Volume 16, Number 1
AI-Based Early Prediction and Intervention for Student Academic Performance in Higher Education
Authors
Maram Khamis Al-Muharrami, Fatema Said Al-Sharqi, Al-Zahraa Khalid Al-Rumhi and Shamsa Said Al-Mamari and Ijaz Khan, Buraimi University College, Oman
Abstract
Accurately identifying at-risk students in higher education is crucial for timely interventions.
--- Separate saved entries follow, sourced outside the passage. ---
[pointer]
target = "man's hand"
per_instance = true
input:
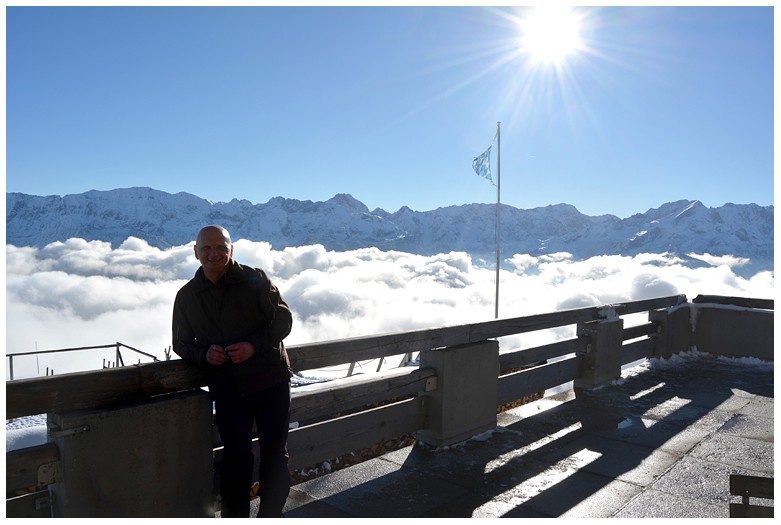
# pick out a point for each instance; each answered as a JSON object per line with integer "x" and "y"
{"x": 239, "y": 352}
{"x": 216, "y": 355}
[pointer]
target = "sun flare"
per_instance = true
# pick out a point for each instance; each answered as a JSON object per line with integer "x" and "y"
{"x": 549, "y": 34}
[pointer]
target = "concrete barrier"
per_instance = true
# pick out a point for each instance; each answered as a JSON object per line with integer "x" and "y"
{"x": 150, "y": 459}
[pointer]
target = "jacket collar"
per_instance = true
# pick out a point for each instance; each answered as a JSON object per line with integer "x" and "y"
{"x": 233, "y": 275}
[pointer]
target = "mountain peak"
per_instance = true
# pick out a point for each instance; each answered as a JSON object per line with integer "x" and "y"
{"x": 344, "y": 223}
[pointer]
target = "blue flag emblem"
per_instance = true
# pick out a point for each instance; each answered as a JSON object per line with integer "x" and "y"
{"x": 482, "y": 164}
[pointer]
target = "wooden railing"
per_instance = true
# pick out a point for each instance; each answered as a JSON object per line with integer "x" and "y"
{"x": 344, "y": 415}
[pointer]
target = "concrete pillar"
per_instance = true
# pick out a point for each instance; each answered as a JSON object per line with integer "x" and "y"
{"x": 465, "y": 400}
{"x": 150, "y": 459}
{"x": 733, "y": 331}
{"x": 601, "y": 354}
{"x": 675, "y": 330}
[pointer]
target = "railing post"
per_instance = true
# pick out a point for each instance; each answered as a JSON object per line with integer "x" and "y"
{"x": 464, "y": 402}
{"x": 675, "y": 332}
{"x": 601, "y": 352}
{"x": 148, "y": 459}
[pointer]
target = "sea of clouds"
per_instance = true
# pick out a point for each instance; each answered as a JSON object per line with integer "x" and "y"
{"x": 80, "y": 293}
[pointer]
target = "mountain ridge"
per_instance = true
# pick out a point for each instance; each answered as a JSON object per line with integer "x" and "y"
{"x": 344, "y": 223}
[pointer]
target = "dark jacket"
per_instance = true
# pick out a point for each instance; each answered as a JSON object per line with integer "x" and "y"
{"x": 244, "y": 306}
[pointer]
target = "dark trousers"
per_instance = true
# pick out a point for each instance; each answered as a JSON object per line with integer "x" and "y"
{"x": 270, "y": 410}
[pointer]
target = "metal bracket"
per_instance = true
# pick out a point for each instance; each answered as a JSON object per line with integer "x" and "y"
{"x": 48, "y": 473}
{"x": 69, "y": 431}
{"x": 44, "y": 502}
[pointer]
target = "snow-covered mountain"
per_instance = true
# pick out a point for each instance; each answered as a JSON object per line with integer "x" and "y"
{"x": 344, "y": 223}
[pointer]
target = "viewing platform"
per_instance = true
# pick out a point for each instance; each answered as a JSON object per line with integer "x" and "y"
{"x": 662, "y": 408}
{"x": 660, "y": 443}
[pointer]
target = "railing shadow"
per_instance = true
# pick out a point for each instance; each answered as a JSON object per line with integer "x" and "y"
{"x": 549, "y": 463}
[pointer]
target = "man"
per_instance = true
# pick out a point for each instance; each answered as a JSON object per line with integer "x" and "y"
{"x": 230, "y": 319}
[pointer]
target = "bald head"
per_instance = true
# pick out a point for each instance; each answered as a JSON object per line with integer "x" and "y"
{"x": 211, "y": 230}
{"x": 214, "y": 250}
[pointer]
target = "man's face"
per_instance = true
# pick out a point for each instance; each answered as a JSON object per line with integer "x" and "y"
{"x": 213, "y": 250}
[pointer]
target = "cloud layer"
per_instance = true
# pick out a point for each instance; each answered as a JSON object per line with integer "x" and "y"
{"x": 81, "y": 293}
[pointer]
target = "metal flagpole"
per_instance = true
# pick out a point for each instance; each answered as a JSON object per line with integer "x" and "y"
{"x": 498, "y": 190}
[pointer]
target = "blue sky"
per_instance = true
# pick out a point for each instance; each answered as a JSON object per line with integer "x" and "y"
{"x": 391, "y": 105}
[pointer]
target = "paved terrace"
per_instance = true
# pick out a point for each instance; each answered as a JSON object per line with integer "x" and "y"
{"x": 660, "y": 443}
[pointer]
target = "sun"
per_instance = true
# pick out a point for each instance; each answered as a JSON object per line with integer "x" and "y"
{"x": 549, "y": 34}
This study presents an AI-based solution for predicting student performance using machine learning classifiers. A dataset of 208 student records from the past two years was preprocessed, and key predictors such as midterm grades, previous semester GPA, and cumulative GPA were selected using information gain evaluation. Multiple classifiers, including Support Vector Machine (SVM), Decision Tree, Naive Bayes, Artificial Neural Networks (ANN), and k-Nearest Neighbors (k-NN), were evaluated through 10-fold cross- validation. SVM demonstrated the highest performance with an accuracy of 85.1% and an F2 score of 94.0%, effectively identifying students scoring below 65% (GPA < 2.0). The model was implemented in a desktop application for educators, providing both class-level and individual-level predictions. This user- friendly tool enables instructors to monitor performance, predict outcomes, and implement timely interventions to support struggling students. The study highlights the effectiveness of machine learning in enhancing academic performance monitoring and offers a scalable approach for AI-driven educational tools.
Keywords
Artificial Intelligence, Machine Learning, Student Performance Prediction, Higher Education, AI-based Application.